Here’s Stackify on why exception monitoring is important:
Exception monitoring offers another better way of gaining early insight into production problems. By monitoring exceptions, you can trace a performance issue to its root case, thereby gaining the time and means to spot the problem before it reaches a tipping point and impacts your users or company.
⌛ The past
Most small applications track happy path traffic. A request comes in, a long-running task executes, and if you’re interested in monitoring how your application is doing, you might check your logs occasionally, or even send them to a logging service.
As applications become business critical, happy path traffic becomes less crucial. Instead, why and where things go wrong is what becomes important to track. Logging can help with this, but it often doesn’t provide much context about what is going wrong—just that something has gone wrong.
Consider the following error message in your logs:
In a single instance, this log isn’t immediately helpful—you can see what method specifically errored (toString
), but you can’t look at the code itself, and you don’t know, for instance, that this error is occurring because of data coming from a user.
Exception monitoring fills in the gaps in this error log. It helps you see data, user context, and performance characteristics about the error you’re seeing.
📌 Right now
Exception monitoring tools often are integrated via an SDK into your applications. Instead of just letting your app fail and output into your logs, tools like Honeybadger, Sentry, and Rollbar give line-by-line details about how your code went wrong, and in some cases, even the full context (Honeybadger calls this breadcrumbs) of how your code came to fail.
It’s easy to forget that humans are… fallible. When it comes to the art of reading request and error logs, we’re not usually able to recognize patterns, especially as systems grow more complex.
Exception monitoring tools track and collate your application’s errors. If you’re building something that has a ton of traffic (thus a ton of exceptions), knowing “What is the most common error in my application right now” is a really powerful way to prioritize fixes and tech debt.

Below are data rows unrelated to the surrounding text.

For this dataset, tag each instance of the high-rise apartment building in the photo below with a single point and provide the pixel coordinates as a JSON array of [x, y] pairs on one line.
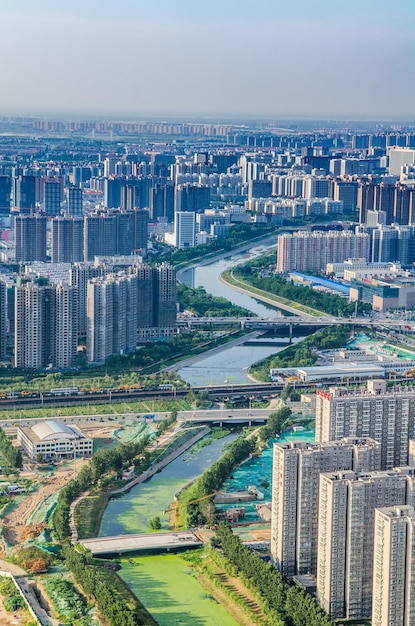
[[393, 602], [111, 316], [184, 229], [79, 275], [30, 238], [52, 197], [112, 233], [5, 194], [45, 331], [313, 250], [345, 549], [128, 306], [146, 290], [25, 193], [64, 321], [162, 202], [194, 198], [388, 416], [100, 235], [67, 239], [140, 239], [399, 157], [165, 307], [74, 201], [3, 319], [295, 495]]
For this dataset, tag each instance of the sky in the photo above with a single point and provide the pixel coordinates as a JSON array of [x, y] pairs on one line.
[[219, 59]]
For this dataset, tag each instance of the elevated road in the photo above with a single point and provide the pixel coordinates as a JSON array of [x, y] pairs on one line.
[[151, 542], [269, 323]]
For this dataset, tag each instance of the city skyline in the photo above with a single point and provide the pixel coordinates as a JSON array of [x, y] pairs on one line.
[[230, 59]]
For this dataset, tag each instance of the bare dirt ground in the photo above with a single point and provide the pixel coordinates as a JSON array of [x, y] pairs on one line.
[[15, 523]]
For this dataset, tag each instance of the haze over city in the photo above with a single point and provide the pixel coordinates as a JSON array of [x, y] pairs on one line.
[[234, 59]]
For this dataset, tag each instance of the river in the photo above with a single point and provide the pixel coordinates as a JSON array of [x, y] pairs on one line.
[[164, 583], [232, 364], [131, 513]]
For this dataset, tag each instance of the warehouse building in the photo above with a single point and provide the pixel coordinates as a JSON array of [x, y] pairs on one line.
[[54, 440]]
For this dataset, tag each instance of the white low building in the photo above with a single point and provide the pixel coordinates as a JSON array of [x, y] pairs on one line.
[[54, 440]]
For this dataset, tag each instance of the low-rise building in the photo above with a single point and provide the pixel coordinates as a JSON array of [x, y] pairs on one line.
[[54, 440]]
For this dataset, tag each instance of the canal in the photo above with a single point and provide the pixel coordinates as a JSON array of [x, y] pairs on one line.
[[232, 365], [164, 583]]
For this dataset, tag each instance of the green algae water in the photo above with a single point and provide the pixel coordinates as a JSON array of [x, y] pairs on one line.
[[169, 591], [132, 512]]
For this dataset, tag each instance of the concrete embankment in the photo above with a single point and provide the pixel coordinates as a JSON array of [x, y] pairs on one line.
[[245, 288], [156, 467], [271, 239], [204, 355]]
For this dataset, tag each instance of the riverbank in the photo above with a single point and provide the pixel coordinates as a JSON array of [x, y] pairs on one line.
[[204, 355], [295, 308], [212, 258]]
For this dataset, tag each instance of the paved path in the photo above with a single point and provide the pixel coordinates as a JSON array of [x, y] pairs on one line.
[[26, 587]]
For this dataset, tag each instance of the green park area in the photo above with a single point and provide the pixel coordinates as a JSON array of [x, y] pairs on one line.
[[165, 584]]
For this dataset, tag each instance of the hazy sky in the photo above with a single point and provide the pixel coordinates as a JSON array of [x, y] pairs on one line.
[[354, 58]]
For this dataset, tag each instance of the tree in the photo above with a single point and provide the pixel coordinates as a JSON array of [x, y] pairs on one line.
[[155, 523]]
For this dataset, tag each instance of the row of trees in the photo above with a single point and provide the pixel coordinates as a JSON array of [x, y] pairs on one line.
[[287, 605], [205, 305], [319, 300], [212, 479], [156, 352], [102, 462], [303, 354], [237, 234], [94, 584], [12, 454]]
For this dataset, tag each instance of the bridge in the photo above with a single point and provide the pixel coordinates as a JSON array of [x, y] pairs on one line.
[[274, 323], [265, 323], [143, 542]]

Robust exception monitoring is often the sign of a functioning engineering organization. Errors in code are basically always going to happen—unless you believe the marketing and hype around tools like TypeScript or Rust—and it’s how you or your engineering team responds to those errors that matters.
GitHub’s 2016 blog post “Exception Monitoring and Response” is a great look at how an organization deals with exception monitoring at scale. Using a homegrown tool, GitHub categories exceptions by “Areas of Responsibilities”, or AORs.

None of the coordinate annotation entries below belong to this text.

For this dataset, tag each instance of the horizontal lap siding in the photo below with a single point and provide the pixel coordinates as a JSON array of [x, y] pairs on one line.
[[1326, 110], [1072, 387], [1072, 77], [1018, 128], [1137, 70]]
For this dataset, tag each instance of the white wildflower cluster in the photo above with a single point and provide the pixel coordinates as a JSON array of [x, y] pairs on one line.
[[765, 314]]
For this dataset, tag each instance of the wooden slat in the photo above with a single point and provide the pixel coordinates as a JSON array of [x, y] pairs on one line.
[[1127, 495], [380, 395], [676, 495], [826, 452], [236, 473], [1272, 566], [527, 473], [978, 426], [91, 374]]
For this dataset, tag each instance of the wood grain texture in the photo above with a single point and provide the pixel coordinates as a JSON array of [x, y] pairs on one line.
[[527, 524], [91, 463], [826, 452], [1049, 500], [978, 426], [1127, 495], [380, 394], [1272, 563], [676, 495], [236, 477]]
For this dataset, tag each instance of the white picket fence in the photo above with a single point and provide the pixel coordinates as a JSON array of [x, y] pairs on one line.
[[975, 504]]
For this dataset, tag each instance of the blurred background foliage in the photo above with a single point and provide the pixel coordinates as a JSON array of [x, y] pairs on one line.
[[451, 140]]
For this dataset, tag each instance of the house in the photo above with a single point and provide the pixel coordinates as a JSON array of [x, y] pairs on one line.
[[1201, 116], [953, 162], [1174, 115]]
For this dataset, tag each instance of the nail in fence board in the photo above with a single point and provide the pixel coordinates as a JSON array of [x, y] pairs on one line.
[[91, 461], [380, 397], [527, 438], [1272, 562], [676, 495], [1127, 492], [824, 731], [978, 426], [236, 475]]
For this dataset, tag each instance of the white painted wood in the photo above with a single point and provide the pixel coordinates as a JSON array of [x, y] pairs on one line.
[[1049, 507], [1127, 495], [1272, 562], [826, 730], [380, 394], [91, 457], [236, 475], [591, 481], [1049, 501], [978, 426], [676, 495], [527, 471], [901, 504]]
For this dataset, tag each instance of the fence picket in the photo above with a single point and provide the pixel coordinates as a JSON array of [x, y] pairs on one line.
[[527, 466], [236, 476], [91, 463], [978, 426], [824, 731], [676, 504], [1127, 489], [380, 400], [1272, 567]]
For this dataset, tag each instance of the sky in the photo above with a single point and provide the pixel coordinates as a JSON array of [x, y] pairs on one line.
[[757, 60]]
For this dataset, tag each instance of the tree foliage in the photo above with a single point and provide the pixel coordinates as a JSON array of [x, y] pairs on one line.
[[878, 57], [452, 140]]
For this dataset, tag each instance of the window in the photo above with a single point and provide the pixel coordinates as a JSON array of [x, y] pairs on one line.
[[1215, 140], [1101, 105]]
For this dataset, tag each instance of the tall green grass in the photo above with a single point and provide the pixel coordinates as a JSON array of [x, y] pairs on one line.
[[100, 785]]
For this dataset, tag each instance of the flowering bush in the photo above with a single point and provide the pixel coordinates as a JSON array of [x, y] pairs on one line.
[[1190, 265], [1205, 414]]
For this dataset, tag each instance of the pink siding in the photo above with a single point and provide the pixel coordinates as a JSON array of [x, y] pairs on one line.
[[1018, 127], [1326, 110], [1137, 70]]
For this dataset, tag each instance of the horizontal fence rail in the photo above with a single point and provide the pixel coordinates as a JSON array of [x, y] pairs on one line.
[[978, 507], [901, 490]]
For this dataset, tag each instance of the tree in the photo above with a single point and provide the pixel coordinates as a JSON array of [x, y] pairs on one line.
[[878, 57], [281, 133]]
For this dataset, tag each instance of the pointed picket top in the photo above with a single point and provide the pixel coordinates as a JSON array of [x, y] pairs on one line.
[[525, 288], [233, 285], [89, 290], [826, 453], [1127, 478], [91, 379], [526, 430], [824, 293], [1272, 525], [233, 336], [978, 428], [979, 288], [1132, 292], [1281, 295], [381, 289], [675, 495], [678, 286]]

Areas of Responsibility help us in a couple of ways. They define instantly recognizable high-level areas of the site, and within each of those, a set of teams generally responsible for their well being and upkeep. Beyond that, we track exception rates for AORs in Graphite, so we can see any degradation over time.
👶 Where to start
Even if you don’t have a high-traffic production application, learning how to integrate an exception monitoring tool is a great exercise. For newer developers, it also reflects well on your resume or skillset to care about exception monitoring, as practically you’ll always work with applications that are generating exceptions.
Honeybadger, Sentry, and Rollbar are all popular exception monitoring tools, with free trials so you can begin experimenting with them. They also all have integration guides for a variety of languages, so whether you’re writing a React.js site or a Go backend API, you can integrate them into your codebase.

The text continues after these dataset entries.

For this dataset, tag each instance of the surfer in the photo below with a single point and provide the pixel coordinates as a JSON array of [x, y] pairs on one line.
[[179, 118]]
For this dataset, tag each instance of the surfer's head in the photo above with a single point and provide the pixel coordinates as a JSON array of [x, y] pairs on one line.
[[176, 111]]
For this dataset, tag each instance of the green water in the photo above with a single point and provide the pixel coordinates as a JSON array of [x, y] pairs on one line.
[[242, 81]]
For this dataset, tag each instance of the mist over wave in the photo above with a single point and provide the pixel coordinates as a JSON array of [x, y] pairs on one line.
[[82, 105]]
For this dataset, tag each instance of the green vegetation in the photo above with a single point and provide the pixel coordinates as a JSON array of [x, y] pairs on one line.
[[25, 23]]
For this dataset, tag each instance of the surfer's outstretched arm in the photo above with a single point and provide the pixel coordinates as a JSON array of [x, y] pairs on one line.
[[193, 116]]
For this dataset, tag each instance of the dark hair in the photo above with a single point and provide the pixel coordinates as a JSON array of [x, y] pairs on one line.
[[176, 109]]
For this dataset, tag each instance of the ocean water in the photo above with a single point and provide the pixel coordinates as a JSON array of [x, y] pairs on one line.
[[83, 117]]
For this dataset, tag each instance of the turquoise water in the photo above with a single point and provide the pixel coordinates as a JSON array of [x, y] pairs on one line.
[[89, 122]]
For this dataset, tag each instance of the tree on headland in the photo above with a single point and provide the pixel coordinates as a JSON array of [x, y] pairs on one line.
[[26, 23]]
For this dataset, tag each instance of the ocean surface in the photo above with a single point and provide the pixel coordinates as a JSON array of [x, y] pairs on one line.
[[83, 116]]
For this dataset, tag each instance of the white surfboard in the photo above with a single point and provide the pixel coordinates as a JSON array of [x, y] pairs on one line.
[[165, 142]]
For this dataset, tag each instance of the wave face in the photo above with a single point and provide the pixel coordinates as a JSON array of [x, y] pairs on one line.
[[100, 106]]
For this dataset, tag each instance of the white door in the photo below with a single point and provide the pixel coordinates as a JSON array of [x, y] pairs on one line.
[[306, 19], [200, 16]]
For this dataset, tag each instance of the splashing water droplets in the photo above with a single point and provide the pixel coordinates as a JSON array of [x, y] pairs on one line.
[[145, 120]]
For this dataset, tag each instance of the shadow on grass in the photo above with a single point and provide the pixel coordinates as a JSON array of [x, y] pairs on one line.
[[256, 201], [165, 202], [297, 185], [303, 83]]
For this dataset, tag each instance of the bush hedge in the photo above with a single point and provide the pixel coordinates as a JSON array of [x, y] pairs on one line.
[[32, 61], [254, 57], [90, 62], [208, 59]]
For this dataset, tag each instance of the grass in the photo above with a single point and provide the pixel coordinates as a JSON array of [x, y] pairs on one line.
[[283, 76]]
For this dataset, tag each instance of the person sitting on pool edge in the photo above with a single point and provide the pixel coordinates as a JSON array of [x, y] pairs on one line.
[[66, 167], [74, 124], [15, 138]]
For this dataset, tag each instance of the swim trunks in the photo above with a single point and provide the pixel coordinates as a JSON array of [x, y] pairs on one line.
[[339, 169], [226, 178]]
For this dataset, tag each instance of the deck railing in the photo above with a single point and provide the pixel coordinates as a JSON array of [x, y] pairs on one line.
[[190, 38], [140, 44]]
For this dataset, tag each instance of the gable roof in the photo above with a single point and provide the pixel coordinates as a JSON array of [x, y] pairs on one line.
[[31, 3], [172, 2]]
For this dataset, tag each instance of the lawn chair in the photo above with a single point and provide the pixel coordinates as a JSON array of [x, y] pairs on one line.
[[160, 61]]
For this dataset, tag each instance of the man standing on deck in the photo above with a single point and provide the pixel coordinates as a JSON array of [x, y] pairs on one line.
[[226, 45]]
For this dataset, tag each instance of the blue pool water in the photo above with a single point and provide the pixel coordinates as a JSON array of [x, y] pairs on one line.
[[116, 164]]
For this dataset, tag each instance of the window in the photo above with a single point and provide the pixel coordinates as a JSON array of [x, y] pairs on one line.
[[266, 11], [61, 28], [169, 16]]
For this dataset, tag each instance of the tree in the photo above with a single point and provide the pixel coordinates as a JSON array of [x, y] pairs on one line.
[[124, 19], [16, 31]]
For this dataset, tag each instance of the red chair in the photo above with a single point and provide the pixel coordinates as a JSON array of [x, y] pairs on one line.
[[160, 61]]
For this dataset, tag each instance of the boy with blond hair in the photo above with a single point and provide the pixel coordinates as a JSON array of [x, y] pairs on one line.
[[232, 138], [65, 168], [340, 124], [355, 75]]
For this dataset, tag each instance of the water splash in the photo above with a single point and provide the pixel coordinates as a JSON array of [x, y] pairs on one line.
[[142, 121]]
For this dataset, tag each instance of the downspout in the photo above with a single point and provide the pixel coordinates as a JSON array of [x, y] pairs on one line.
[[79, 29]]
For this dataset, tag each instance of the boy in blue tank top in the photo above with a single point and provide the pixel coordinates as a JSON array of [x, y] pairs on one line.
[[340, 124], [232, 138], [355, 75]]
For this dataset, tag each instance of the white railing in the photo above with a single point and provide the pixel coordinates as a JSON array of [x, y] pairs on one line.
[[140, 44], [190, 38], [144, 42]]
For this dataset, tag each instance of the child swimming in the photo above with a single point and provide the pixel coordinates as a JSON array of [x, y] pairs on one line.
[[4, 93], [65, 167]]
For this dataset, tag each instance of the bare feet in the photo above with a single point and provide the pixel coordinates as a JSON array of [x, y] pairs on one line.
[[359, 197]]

A great rule of thumb is to implement these best practices from Airbrake, covered in their “Error Monitoring vs. Logging” blog post:
Configuration: Set up your system to send log data directly to your monitoring tools. This way we can get a real-time picture of what is occurring at any given point in time. Once configured, your monitoring tools will alert you to various issues before you spot them in the log.
Triage: Log only data that is necessary for troubleshooting and/or compliance. Set up a series of rules for your log files to store important pieces of data and to discard the rest.
Structure: Structured data such as user id, error type, operating system, and more will make it a lot easier for your monitoring tools to be able to track common problems.
I’m working on a more practical example video on my YouTube channel to show you the how and why of error monitoring and how this category of tools can help you out, so keep an eye out for that 👀
🙋♀️ Who to know
Companies
Developers
🔗 Links
- Browser Integration Guide (documentation) — if you’re looking for a quick guide to using an exception monitoring tool, Honeybadger’s documentation for installing their universal JavaScript library and using it to identify users and begin reporting errors to their service can be done in just a few minutes.
- Error Logging and Tooling for Disney+ (blog post) — Andrew Hay covers how Disney’s streaming service Disney+ uses Sentry to manage exceptions and error logging across a diverse set of platforms and programming languages
- “Exception Monitoring and Response” (blog post) — the aforementioned guide to GitHub’s exception monitoring process dives deep into both the technical and organizational aspects of how the source code hosting tool handles exception monitoring.
- “Monitoring and Observability” (blog post) — Cindy Sridharan covers the difference between monitoring and observability, and how the discipline has changed since cloud computing has become ubiquitous.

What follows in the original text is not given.